Main Results and Discussion


  • The rapid HILIC method reduced cycle time from 10 min to 3.33 min without loss of retention stability across target compounds.
  • The lipid protocol achieved a ~75 % reduction in run time to 3.70 min while preserving class-specific chromatographic regions.
  • Analysis of 134 rat urine samples post-treatment completed in 7.5 hours versus >20 hours conventionally.
  • Ion mobility doubled the number of detected features by separating overlapping species based on CCS values.
  • In human plasma from breast cancer patients, 15 lipids were significant; five upregulated phosphatidylserine species were identified as potential biomarkers.
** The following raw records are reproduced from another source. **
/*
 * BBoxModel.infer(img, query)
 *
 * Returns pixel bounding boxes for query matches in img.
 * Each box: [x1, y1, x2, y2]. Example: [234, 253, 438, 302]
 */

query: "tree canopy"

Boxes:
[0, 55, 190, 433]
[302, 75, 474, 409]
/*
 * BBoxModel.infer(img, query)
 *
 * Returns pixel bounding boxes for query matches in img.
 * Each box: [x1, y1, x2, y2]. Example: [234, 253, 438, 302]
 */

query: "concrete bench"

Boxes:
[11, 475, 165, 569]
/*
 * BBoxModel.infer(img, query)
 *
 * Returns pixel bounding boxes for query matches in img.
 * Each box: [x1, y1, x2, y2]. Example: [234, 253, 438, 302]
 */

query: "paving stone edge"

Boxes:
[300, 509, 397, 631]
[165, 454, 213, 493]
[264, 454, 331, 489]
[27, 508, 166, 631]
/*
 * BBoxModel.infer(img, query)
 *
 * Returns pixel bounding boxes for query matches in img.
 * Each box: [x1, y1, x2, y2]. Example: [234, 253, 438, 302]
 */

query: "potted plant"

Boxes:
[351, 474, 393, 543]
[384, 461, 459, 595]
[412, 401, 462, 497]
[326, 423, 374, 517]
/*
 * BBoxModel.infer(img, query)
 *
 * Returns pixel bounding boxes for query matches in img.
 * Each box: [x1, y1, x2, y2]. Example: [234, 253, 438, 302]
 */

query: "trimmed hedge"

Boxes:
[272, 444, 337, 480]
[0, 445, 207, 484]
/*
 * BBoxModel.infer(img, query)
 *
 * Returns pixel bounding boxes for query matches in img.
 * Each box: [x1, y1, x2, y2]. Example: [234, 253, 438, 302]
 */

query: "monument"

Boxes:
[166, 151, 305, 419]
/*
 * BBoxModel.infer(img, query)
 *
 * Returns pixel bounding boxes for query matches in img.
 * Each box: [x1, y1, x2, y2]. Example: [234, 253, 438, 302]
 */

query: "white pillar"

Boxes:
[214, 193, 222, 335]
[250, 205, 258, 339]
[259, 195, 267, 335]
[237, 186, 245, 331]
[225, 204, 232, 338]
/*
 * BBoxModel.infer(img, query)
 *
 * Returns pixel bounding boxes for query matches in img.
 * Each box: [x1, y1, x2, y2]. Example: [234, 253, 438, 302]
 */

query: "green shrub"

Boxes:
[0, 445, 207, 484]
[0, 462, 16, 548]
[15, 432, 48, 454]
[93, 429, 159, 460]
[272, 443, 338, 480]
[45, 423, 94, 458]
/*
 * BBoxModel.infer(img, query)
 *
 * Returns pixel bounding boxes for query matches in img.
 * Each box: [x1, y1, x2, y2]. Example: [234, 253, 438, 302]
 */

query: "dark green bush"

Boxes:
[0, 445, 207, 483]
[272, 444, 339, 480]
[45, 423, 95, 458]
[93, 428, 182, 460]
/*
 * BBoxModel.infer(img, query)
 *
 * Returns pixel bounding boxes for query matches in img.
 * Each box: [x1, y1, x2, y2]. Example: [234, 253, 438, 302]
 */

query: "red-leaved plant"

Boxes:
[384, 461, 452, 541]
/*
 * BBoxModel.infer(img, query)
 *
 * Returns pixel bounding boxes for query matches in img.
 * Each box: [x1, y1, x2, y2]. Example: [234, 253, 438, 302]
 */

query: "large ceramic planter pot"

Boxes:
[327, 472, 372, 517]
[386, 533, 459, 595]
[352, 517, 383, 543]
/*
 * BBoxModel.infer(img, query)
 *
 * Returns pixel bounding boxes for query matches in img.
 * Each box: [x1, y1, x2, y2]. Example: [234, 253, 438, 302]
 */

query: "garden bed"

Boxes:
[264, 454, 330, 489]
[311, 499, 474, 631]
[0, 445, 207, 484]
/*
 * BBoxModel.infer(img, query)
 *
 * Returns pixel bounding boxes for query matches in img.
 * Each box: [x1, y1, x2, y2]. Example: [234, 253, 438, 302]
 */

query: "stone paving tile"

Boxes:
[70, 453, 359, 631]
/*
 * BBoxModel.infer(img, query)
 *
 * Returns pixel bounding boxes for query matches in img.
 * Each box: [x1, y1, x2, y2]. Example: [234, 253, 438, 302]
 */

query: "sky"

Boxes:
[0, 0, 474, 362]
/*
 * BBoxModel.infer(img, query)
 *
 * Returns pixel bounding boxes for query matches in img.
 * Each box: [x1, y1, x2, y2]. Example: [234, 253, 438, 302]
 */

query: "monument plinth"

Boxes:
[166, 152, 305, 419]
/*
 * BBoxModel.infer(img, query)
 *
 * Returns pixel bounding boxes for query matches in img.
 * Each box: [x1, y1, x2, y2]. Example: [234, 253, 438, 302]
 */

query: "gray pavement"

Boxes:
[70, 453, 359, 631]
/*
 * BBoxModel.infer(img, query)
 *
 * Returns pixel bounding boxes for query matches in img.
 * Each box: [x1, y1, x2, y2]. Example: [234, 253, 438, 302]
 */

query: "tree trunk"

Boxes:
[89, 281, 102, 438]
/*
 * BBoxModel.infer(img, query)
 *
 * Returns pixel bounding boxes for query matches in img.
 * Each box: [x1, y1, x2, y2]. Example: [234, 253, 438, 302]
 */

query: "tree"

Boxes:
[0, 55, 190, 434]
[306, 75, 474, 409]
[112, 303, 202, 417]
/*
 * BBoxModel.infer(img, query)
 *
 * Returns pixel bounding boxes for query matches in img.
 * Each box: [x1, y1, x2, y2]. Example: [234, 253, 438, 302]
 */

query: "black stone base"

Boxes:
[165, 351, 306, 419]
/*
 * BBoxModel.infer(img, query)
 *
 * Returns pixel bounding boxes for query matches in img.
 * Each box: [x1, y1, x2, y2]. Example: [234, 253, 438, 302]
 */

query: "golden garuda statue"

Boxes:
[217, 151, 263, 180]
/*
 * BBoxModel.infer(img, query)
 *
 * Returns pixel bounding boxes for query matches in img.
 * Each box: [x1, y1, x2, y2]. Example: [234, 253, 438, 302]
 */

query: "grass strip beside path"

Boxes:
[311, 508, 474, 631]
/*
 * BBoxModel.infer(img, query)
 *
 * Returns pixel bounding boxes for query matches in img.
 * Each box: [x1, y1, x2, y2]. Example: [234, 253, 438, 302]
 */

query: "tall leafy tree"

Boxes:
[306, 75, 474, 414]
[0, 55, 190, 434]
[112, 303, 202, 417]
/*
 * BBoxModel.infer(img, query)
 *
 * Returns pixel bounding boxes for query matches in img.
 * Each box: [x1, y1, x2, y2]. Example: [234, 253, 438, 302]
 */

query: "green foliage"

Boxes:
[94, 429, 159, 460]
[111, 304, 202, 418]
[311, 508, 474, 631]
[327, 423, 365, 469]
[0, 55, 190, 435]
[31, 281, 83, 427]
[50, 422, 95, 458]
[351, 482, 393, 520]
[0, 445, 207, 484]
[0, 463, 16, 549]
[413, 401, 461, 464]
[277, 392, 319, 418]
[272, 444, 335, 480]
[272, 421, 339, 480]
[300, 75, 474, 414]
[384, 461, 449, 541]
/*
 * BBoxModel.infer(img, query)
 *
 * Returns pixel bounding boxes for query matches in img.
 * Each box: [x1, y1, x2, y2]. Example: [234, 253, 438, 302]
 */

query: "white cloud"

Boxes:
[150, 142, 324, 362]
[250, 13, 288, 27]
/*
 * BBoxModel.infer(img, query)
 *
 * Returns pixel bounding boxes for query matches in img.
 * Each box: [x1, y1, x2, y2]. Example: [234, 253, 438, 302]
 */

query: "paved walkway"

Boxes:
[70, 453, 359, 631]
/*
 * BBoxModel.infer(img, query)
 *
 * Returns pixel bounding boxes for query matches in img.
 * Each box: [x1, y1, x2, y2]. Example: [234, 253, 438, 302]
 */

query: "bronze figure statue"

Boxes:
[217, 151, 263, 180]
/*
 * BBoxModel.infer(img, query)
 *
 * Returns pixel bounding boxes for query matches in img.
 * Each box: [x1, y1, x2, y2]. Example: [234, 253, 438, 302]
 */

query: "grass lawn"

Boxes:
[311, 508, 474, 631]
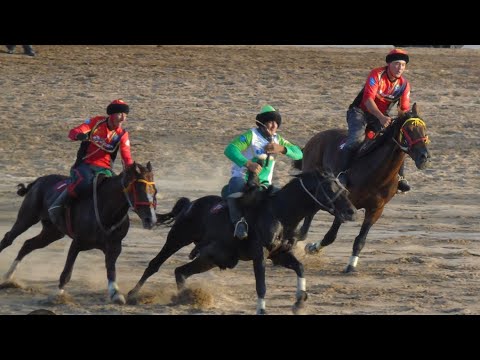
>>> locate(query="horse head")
[296,169,357,222]
[395,103,430,170]
[123,161,157,229]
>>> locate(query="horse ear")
[412,103,418,117]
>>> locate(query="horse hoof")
[292,290,308,315]
[112,292,127,305]
[343,265,357,274]
[305,243,322,255]
[292,303,305,315]
[127,290,138,305]
[27,309,57,315]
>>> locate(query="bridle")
[393,118,430,154]
[298,170,348,215]
[122,179,157,212]
[93,175,157,235]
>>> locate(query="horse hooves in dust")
[27,309,57,315]
[305,243,323,255]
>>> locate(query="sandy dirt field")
[0,46,480,315]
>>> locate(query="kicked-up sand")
[0,46,480,315]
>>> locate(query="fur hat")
[256,105,282,127]
[385,49,410,64]
[107,99,130,115]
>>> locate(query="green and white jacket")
[224,128,303,186]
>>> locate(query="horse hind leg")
[58,240,80,296]
[5,221,65,281]
[175,255,216,291]
[272,251,308,315]
[127,228,197,304]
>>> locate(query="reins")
[93,174,128,235]
[298,173,348,214]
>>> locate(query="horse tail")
[17,180,37,196]
[156,197,192,226]
[292,159,303,170]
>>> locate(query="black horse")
[0,162,157,304]
[294,104,430,272]
[128,171,355,314]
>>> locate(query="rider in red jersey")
[48,100,133,224]
[339,49,410,192]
Benefits and Practical Applications


  • Enables acquisition of ~1 000 samples in under three days per assay.
  • Reduces mobile phase consumption and minimizes batch-related variability.
  • IMS provides an orthogonal separation dimension, improving specificity and identification confidence.
  • Applicable to large-scale discovery studies, QA/QC workflows and clinical biomarker screening.

Future Trends and Potential Applications


  • Integration of expanded CCS reference libraries for enhanced compound annotation.
  • Automation and AI-driven data analysis to accelerate feature selection and interpretation.
  • Real-time quality monitoring and adaptive acquisition strategies for ultra-high throughput.
  • Application to multi-omic studies combining proteomics and glycomics.

Conclusion


The rapid UPLC-IMS-MS workflows deliver substantial improvements in throughput and data quality for metabolomic and lipidomic profiling. These methods provide robust platforms for large-scale discovery and translational studies.

Reference


  • Want EJ, et al. Global metabolic profiling of animal and human tissues via UPLC-MS. Nat Protoc. 2013;8(1):17-32.
  • Habchi B, et al. How to really perform high throughput metabolomic analyses efficiently? TrAC Trends Anal Chem. 2016;85:128-139.
  • Gray et al. Rapid microbore metabolic profiling UPLC-MS for high-throughput phenotyping. Anal Chem. 2016;88(11):5742-5751.
  • Sharma B, Kanwar SS. Phosphatidylserine: A cancer cell targeting biomarker. Semin Cancer Biol. 2017.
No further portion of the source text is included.